In antwoord op de vraag van de leden van de VVD-fractie welke functies onverenigbaar zijn met het lidmaatschap van een welstandscommissie of met de functie van stadsbouwmeester merk ik op dat op grond van artikel 1, eerste lid, onderdelen r en s, van de Woningwet, zoals die na de wetswijziging luiden, alleen onafhankelijke personen voor benoeming in aanmerking komen. Dat betekent dat de burgemeester, de wethouders, de leden van de gemeenteraad en – behoudens als ambtelijk secretaris van een welstandscommissie – ambtenaren en andere personen die in dienst van de betreffende gemeente zijn in elk geval niet tot lid van de welstandscommissie of tot stadsbouwmeester in die gemeente benoemd mogen worden. Het ontmoet derhalve geen bezwaar wanneer een ambtenaar of gemeentebestuurder tot commissielid of stadsbouwmeester in een andere gemeente wordt benoemd, waarbij bijvoorbeeld kan worden gedacht aan de burgemeester als technisch voorzitter van een in een andere gemeente werkzame welstandscommissie.

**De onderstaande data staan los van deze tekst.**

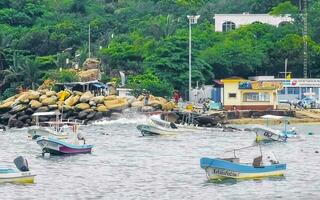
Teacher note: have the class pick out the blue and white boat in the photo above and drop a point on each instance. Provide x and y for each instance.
(223, 168)
(218, 169)
(266, 133)
(55, 146)
(20, 175)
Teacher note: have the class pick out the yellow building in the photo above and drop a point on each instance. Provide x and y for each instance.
(243, 94)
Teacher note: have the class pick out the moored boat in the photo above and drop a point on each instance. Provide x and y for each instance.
(265, 133)
(223, 168)
(51, 128)
(219, 168)
(148, 129)
(20, 175)
(55, 146)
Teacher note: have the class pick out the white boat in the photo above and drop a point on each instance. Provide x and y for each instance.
(156, 119)
(265, 133)
(55, 129)
(19, 175)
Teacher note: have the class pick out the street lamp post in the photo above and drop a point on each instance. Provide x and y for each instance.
(192, 20)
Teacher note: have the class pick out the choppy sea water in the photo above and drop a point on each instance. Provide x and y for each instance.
(124, 165)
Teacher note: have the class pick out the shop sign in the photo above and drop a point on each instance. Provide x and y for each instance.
(260, 85)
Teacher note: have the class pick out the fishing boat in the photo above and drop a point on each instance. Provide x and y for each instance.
(20, 175)
(58, 128)
(266, 133)
(224, 168)
(72, 145)
(148, 129)
(156, 119)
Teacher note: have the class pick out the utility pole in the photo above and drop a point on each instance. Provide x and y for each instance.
(305, 35)
(192, 20)
(89, 41)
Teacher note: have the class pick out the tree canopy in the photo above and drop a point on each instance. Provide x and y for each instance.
(149, 39)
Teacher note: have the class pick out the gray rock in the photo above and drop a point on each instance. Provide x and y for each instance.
(19, 124)
(98, 115)
(82, 114)
(24, 117)
(115, 116)
(91, 115)
(147, 109)
(29, 111)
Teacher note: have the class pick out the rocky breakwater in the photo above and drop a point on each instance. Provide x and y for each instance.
(17, 110)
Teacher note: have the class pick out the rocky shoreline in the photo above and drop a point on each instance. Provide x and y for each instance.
(17, 111)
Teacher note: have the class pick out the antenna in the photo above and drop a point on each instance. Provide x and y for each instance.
(123, 78)
(89, 41)
(305, 35)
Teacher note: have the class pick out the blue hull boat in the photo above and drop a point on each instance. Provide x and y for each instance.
(218, 169)
(58, 147)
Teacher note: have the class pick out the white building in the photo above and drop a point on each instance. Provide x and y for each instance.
(295, 88)
(227, 22)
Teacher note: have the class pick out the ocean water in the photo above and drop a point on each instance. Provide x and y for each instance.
(125, 165)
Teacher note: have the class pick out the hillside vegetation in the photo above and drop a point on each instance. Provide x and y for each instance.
(148, 39)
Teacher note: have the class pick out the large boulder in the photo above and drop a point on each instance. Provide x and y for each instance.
(78, 93)
(63, 95)
(23, 98)
(42, 97)
(147, 109)
(82, 114)
(161, 99)
(102, 108)
(137, 104)
(117, 104)
(89, 75)
(42, 109)
(53, 107)
(34, 104)
(18, 108)
(98, 99)
(92, 103)
(110, 97)
(86, 97)
(50, 93)
(10, 99)
(72, 100)
(169, 106)
(6, 106)
(82, 106)
(156, 104)
(49, 101)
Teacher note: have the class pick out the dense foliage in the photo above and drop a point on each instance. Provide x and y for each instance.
(149, 39)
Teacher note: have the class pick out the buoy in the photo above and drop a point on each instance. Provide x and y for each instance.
(46, 155)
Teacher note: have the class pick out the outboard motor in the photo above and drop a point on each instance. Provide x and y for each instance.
(21, 164)
(80, 137)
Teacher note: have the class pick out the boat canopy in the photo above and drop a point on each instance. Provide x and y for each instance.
(45, 113)
(272, 117)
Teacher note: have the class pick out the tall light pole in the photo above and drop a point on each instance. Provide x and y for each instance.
(192, 20)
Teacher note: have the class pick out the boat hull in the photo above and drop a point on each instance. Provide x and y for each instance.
(217, 169)
(155, 130)
(264, 134)
(17, 177)
(58, 147)
(43, 131)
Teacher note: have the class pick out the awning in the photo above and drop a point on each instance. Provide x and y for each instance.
(99, 85)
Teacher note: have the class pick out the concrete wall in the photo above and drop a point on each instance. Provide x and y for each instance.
(232, 86)
(244, 19)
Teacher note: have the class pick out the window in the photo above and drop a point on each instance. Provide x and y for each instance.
(255, 96)
(293, 90)
(228, 26)
(283, 91)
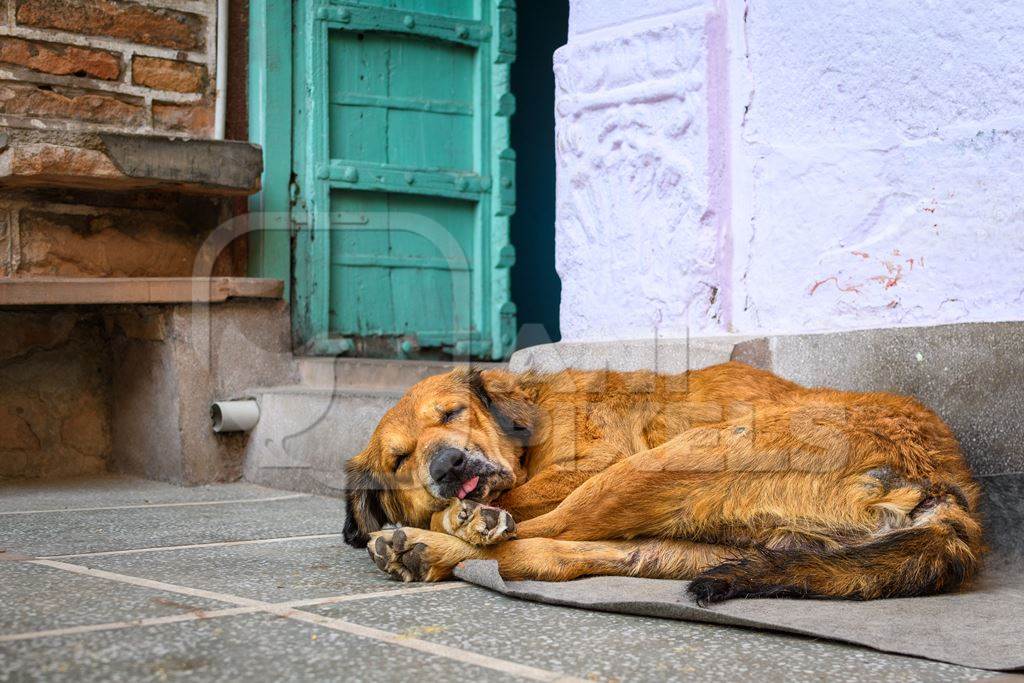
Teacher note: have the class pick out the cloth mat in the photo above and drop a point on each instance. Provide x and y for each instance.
(982, 627)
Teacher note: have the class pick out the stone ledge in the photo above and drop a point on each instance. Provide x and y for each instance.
(65, 291)
(122, 162)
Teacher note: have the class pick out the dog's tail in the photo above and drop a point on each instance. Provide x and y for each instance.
(939, 552)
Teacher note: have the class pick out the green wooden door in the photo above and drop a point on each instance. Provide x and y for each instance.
(403, 177)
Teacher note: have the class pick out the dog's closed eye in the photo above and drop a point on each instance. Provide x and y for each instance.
(399, 459)
(452, 414)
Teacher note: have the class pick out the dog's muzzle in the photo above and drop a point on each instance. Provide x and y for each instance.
(455, 473)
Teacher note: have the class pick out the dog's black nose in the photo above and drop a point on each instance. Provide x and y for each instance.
(448, 466)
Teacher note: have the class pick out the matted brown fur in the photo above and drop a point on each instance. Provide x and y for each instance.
(744, 482)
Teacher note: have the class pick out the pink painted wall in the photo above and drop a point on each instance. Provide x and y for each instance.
(788, 166)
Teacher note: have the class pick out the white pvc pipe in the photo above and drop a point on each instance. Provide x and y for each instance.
(235, 416)
(220, 93)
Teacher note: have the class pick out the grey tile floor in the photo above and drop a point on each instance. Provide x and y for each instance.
(113, 579)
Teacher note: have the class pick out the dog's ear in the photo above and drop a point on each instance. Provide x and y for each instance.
(501, 393)
(364, 511)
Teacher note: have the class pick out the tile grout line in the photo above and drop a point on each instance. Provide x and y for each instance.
(158, 505)
(465, 656)
(192, 546)
(203, 614)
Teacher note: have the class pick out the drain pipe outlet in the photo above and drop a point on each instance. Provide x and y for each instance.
(235, 416)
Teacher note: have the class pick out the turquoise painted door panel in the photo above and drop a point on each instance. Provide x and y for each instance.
(404, 177)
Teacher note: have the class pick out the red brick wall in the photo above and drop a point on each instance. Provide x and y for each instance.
(138, 66)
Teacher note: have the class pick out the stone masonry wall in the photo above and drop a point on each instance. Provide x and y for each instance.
(754, 167)
(109, 65)
(54, 394)
(75, 235)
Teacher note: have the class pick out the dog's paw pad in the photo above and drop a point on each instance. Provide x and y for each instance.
(479, 524)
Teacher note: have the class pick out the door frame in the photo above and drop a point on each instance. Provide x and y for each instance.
(269, 110)
(273, 250)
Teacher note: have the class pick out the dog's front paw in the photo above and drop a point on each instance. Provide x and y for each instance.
(477, 523)
(414, 554)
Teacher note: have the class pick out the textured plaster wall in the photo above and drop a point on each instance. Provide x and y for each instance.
(790, 166)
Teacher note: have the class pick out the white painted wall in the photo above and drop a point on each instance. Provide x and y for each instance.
(788, 166)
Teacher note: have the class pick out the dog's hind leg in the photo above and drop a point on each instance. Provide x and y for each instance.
(414, 554)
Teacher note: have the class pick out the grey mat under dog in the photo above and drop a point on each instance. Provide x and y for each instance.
(982, 627)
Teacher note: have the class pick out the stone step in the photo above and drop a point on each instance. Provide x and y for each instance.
(307, 431)
(305, 434)
(86, 291)
(341, 373)
(31, 158)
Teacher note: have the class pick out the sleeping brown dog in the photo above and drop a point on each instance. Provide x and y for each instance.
(743, 482)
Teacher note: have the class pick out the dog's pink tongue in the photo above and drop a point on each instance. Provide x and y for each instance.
(468, 487)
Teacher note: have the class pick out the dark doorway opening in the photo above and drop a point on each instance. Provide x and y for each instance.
(537, 290)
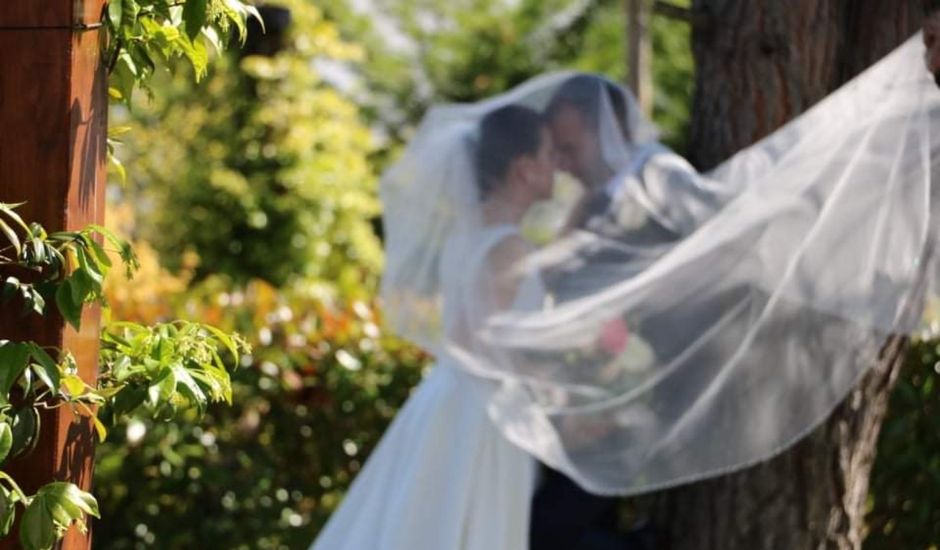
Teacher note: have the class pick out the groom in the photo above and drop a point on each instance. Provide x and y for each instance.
(565, 516)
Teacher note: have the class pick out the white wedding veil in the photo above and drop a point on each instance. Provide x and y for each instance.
(685, 325)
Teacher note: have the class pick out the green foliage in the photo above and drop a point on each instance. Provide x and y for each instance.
(269, 163)
(166, 369)
(51, 511)
(309, 404)
(904, 498)
(175, 366)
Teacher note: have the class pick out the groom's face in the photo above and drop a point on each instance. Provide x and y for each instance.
(577, 146)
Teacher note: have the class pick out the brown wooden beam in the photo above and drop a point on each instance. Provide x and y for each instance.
(53, 108)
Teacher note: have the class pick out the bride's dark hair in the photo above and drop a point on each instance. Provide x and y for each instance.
(506, 134)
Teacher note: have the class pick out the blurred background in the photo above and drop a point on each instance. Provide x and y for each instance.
(252, 203)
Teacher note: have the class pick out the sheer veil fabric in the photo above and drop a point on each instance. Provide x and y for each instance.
(684, 325)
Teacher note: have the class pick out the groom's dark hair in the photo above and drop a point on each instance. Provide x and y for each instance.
(506, 134)
(584, 92)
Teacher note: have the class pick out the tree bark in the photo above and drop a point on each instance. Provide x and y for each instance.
(759, 64)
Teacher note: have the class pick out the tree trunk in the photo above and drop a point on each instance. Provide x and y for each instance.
(759, 64)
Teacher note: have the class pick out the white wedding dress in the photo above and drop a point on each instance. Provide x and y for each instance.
(443, 477)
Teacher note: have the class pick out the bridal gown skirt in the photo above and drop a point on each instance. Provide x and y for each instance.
(441, 478)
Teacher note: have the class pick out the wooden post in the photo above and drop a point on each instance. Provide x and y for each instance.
(53, 110)
(639, 53)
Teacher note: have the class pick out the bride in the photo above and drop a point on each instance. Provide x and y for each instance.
(704, 323)
(443, 477)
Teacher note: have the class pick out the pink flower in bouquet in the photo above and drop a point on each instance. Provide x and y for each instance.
(614, 336)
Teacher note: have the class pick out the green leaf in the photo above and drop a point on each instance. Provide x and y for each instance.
(70, 310)
(14, 359)
(46, 368)
(115, 13)
(37, 531)
(11, 236)
(52, 510)
(6, 443)
(189, 388)
(195, 14)
(7, 510)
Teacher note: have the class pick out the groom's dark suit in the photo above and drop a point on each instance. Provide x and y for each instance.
(564, 516)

Ten aanzien van andere personen is het lastiger om een helder en eenduidig criterium te hanteren. Alleen al om elke schijn van belangenverstrengeling te voorkomen, komen architecten en stedenbouwkundigen die niet in dienst van de gemeente zijn maar regelmatig in of in opdracht van die gemeente werkzaam zijn, in elk geval niet voor benoeming in die gemeente in aanmerking. Hetzelfde geldt voor personen die voorheen een functie als burgemeester, wethouder, gemeenteraadslid of ambtenaar bij die gemeente vervulden of op andere wijze bij die gemeente in dienst zijn geweest (zij het dat dit weer wel mogelijk moet zijn indien die functionele relatie met de gemeente reeds meerdere jaren geleden is beëindigd). Verder is terughoudendheid nodig ten aanzien van de benoeming van architecten en stedenbouwkundigen die weliswaar zelf niet regelmatig in of in opdracht van die gemeente werkzaam zijn maar deel uit maken van een architecten- of stedenbouwkundig bureau waarbij dat wel het geval is; indien zo'n persoon desalniettemin in die gemeente wordt benoemd, dient ten minste de eis te worden gesteld dat de gemeenteraad in de bouwverordening op grond van artikel 8, zesde lid, van de Woningwet voorschriften opneemt over de positie die zo'n persoon heeft bij de beoordeling van een bouwplan dat (geheel of mede) is ontworpen door een ander persoon die deel uit maakt van datzelfde bureau. Zie verder ook het antwoord op de vragen van de leden van de PvdA-fractie over de stadsbouwmeester.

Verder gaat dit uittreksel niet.